Subtask #2615
Updated by Joao Eduardo Luis almost 12 years ago
MDSMap infos, dumped on MDSMap::get_health() just before the assert is triggered:
<pre>
epoch 51
flags 0
created 2012-06-14 08:42:54.627948
modified 2012-06-19 16:22:40.450568
tableserver 0
root 0
session_timeout 60
session_autoclose 300
last_failure 0
last_failure_osd_epoch 16
compat compat={},rocompat={},incompat={1=base v0.20,2=client writeable ranges,3=default file layouts on dirs,4=dir inode in separate object}
max_mds 3
in 0,1,2
up {0=4803,1=4397,2=4701}
failed
stopped
data_pools [0]
metadata_pool 1
mds_info.size() 2
5408: 127.0.0.1:6800/4834 'a' mds.-1.0 up:standby seq 7335
5414: 127.0.0.1:6801/5009 'b' mds.-1.0 up:standby seq 158
</pre>
The assert:
<pre>
mds/MDSMap.cc: In function 'void MDSMap::get_health(std::list<std::pair<health_status_t, std::basic_string<char> > >&, std::list<std::pair<health_status_t, std::basic_string<char> > >*) const' thread 7f9271482700 time 2012-06-19 09:09:56.399299
mds/MDSMap.cc: 254: FAILED assert(m != m_end)
ceph version c36f301faf59ce560059a8039eaad58f083f53e (commit:8c36f301faf59ce560059a8039eaad58f083f53e)
1: (MDSMap::get_health(std::list<std::pair<health_status_t, std::string>, std::allocator<std::pair<health_status_t, std::string> > >&, std::list<std::pair<health_status_t, std::string>, std::allocator<std::pair<health_status_t, std::string> > >*) const+0x141f) [0x5912bf]
2: (Monitor::get_health(std::string&, ceph::buffer::list*)+0x76) [0x4818b6]
3: (Monitor::handle_command(MMonCommand*)+0x936) [0x4831d6]

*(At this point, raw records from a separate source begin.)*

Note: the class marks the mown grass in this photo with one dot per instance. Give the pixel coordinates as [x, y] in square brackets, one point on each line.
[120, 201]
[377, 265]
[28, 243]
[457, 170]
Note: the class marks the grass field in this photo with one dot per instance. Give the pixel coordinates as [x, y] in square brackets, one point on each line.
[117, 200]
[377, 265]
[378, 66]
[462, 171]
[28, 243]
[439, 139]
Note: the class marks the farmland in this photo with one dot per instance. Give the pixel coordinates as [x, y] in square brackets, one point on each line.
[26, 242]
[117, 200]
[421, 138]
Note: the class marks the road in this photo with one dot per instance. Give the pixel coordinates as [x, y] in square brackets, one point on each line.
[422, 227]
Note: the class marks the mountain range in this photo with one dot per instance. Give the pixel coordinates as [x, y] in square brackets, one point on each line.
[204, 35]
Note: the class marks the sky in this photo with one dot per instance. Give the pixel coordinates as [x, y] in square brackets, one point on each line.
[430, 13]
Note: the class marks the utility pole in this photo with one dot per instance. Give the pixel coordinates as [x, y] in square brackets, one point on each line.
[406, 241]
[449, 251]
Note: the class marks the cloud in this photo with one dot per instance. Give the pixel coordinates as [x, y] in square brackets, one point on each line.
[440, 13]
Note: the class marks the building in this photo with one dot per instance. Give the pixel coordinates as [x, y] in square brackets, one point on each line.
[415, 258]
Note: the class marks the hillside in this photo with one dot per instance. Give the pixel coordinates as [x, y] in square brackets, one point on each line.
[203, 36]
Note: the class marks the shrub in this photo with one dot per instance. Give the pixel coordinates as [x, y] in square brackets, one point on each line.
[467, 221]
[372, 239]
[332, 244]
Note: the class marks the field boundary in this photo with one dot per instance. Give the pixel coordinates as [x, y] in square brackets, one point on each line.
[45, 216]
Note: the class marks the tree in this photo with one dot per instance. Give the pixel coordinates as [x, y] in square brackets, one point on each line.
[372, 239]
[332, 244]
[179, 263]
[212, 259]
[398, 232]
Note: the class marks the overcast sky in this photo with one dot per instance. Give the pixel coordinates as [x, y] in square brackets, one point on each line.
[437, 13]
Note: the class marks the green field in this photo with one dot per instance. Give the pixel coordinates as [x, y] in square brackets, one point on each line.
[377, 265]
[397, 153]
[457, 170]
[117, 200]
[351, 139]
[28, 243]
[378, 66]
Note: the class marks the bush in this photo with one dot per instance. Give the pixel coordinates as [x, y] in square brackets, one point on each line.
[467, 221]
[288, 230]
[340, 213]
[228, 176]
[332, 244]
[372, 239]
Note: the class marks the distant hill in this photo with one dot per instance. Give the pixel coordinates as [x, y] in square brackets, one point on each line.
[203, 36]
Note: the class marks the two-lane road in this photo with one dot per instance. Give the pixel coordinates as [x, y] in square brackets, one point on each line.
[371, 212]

4: (Monitor::_ms_dispatch(Message*)+0x106b) [0x49156b]
5: (Monitor::ms_dispatch(Message*)+0x32) [0x4a03c2]
6: (SimpleMessenger::dispatch_entry()+0x863) [0x5f6dc3]
7: (SimpleMessenger::DispatchThread::entry()+0xd) [0x5c900d]
8: (()+0x7e9a) [0x7f9276558e9a]
9: (clone()+0x6d) [0x7f9274f7e4bd]
NOTE: a copy of the executable, or `objdump -rdS <executable>` is needed to interpret this.
2012-06-19 09:09:56.400566 7f9271482700 -1 mds/MDSMap.cc: In function 'void MDSMap::get_health(std::list<std::pair<health_status_t, std::basic_string<char> > >&, std::list<std::pair<health_status_t, std::basic_string<char> > >*) const' thread 7f9271482700 time 2012-06-19 09:09:56.399299
mds/MDSMap.cc: 254: FAILED assert(m != m_end)
</pre>
So, basically, the problem appears to be that the 'mds_info' map contains two MDSs, with gids 5408 and 5414, but the 'up' map knows of three MDSs and none of the gids in 'up' match those in 'mds_info'.